Acara spiritual megah ini menarik lebih dari 100 ribu jamaah Nahdliyin dari berbagai daerah, khususnya Jawa Timur. Para jamaah berkumpul dalam lautan doa, dzikir, dan penguatan ukhuwah Islamiyah.
Harlah NU ke-100 tidak hanya memperingati 100 tahun perjuangan NU sejak berdiri pada 1926, tetapi juga menandai momentum gotong royong dan khidmah tradisional warga NU di tengah dinamika bangsa.
Baca Juga: Wajib Disimak! Pembagian Zona Kabupaten dan Kota dalam Acara Mujahadah Kubro 1 Abad NU
Dengan persiapan matang dari ribuan relawan PCNU Kota Malang, Kota Batu, dan Kabupaten Malang.
Mujahadah Kubro Harlah NU ke-100 ini disebut serba 100 oleh para pimpinan, mencerminkan skala dan makna historisnya. Hadirnya tokoh nasional seperti Presiden Republik Indonesia ke-8, Prabowo Subianto.

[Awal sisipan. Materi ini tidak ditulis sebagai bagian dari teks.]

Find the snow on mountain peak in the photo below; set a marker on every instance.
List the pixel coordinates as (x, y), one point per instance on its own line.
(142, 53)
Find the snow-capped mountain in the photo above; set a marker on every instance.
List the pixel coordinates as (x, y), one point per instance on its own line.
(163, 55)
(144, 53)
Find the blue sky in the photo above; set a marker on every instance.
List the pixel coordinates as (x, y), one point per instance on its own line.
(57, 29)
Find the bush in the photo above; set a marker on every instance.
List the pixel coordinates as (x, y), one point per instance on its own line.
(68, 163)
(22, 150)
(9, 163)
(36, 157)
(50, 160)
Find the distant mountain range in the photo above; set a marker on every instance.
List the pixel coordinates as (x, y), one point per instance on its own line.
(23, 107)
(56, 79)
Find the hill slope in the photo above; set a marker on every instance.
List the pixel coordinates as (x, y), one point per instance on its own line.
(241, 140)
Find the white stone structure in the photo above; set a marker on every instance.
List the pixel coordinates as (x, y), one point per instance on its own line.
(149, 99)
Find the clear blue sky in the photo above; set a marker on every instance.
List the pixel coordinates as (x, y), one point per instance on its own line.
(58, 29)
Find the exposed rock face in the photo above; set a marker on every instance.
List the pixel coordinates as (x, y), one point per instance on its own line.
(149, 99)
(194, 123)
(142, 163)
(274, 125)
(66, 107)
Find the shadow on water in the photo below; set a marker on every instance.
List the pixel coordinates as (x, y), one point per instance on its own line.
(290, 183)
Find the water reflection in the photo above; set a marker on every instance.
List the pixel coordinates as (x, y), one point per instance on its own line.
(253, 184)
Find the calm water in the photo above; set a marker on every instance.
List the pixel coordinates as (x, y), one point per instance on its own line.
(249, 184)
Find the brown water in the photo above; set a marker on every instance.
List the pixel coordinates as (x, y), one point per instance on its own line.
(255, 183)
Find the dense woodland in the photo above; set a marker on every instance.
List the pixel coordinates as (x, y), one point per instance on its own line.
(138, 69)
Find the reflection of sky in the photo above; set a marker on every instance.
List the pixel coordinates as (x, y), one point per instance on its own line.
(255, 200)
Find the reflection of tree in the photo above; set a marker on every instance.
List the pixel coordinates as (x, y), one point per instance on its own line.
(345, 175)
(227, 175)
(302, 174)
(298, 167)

Berikut ini beberapa fakta menarik rangkaian acara Mujahadah Kubro Harlah NU ke-100 yang telah dirangkum Tugumalang.id.
Fakta Menarik Mujahadah Kubro Harlah NU ke-100
· Serba 100 simbolis: Acara ini disebut serba 100 karena mencakup 100 tahun usia NU, 100 tahun Stadion Gajayana, estimasi 100 ribu jamaah, dan 100 posko relawan untuk pelayanan selama acara Harlah NU ke-100 berlangsung.
· Jamaah tembus 105 ribu orang: Hingga mendekati puncak acara, jamaah yang hadir di acara Harlah NU ke-100 di Stadion Gajayana diperkirakan mencapai 105 ribu jamaah dan menjadikannya salah satu kumpul doa terbesar di Jawa Timur.
Baca Juga: Wajib Disimak! Pembagian Zona Kabupaten dan Kota dalam Acara Mujahadah Kubro 1 Abad NU
· Ribuan relawan bergerak: PCNU Kota Malang mengerahkan ribuan relawan dari GP Ansor, Banser, PMII, IPNU, IPPNU, hingga muhibbin NU untuk khidmah seperti posko informasi, konsumsi, kesehatan, dan kebersihan.
· Rundown dua hari penuh: Dimulai pada Sabtu, 7 Februari 2026 malam hingga Minggu, 8 Februari 2026 siang, fokus pada doa bersama, dzikir, sarasehan pesantren, dan ziarah muassis NU.
· Dukungan lintas sektor: Panitia lokal melibatkan tiga daerah, Kota Malang, Kota Batu, dan Kabupaten Malang dengan koordinasi rakor intensif, termasuk persiapan kunjungan Presiden, menunjukkan profesionalisme NU.
· Bagian rangkaian besar: Mujahadah Kubro merupakan puncak dari bidang pertama Harlah 1 Abad NU, termasuk historical trip dan produksi konten digital untuk sejarah NU global.
· Lokasi bersejarah: Stadion Gajayana dipilih karena berusia 100 tahun, simbolis dengan usia NU, dan mampu menampung lautan jamaah dalam suasana spiritual.